Fighting, Aggression, and the Brain
Many neurological studies of boxers seem to have focused on sustained damage to the brain after a fighter has taken numerous hits to the head. While these studies are of great of significance, I think an equally important study would seek to determine how well fighters can control aggressive impulses. Controlling aggression is of extreme importance, and many styles attempt to discipline their fighters with this very tenant, after all, if aggression is not tempered in a fight with a worthy opponent, it puts the fighter at a disadvantage.

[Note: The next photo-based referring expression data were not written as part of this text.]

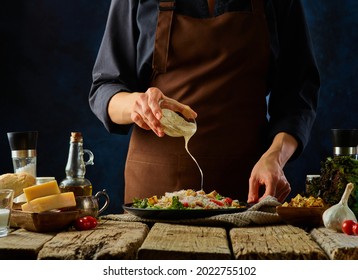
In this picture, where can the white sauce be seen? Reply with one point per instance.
(176, 126)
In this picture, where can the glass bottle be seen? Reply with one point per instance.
(75, 180)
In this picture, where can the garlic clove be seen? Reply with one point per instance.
(334, 216)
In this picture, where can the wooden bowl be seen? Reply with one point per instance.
(49, 221)
(306, 217)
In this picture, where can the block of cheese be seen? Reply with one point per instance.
(16, 182)
(45, 189)
(50, 202)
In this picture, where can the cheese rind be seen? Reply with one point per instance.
(50, 202)
(41, 190)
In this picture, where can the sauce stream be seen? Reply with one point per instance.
(176, 126)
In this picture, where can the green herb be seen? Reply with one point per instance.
(176, 204)
(336, 173)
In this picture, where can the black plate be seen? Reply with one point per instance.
(173, 214)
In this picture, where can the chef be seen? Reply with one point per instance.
(244, 68)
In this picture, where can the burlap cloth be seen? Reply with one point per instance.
(262, 213)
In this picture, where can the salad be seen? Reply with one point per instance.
(188, 199)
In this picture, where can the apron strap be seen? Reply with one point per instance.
(162, 37)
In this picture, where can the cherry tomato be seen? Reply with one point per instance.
(227, 201)
(355, 229)
(85, 223)
(347, 226)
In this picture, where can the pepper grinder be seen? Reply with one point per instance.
(345, 142)
(23, 151)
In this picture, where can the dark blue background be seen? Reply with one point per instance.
(48, 48)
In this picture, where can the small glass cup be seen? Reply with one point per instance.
(89, 205)
(6, 201)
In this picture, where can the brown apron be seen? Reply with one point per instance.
(218, 66)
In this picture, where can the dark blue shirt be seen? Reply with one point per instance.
(124, 61)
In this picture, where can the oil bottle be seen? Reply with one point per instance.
(75, 180)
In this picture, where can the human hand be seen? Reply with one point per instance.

A person’s behavioral repertoire is engrained in their procedural memory, and so whether a person has spent years riding a bike, skiing, skateboarding or spelunking, the gradual fine-tuning of the actions that lead to an increased skill level (this is no doubt limited to the person’s biology) is also responsible for corresponding and subtle neurological changes. If a fighter has had to practice self-control, especially in the face of a fight, it is hard to imagine the brain not neurologically incorporating this into memory; many fighters have realized this in the sense that their style “becomes” them. The more you drill a particular response in the face of a particular stimulus, the more likely you are to elicit that response in the face of future occurrences of the same stimulus.
Fighting isn’t just a sequence of elicited responses, however. Fighters are continually strategizing and planning their moves. This necessitates an increased amount of activity in the frontal lobes, but begs the question, how much of controlling aggression is strategy? Is simply picking the right moment to throw a punch the same as controlling aggression, or is controlling aggression more about keeping rage and frustration in check? How wide is the gap between a violent outburst and a sparring session? Could this be the difference between reactive and instrumental systems?
These are the kinds of questions I would like to explore.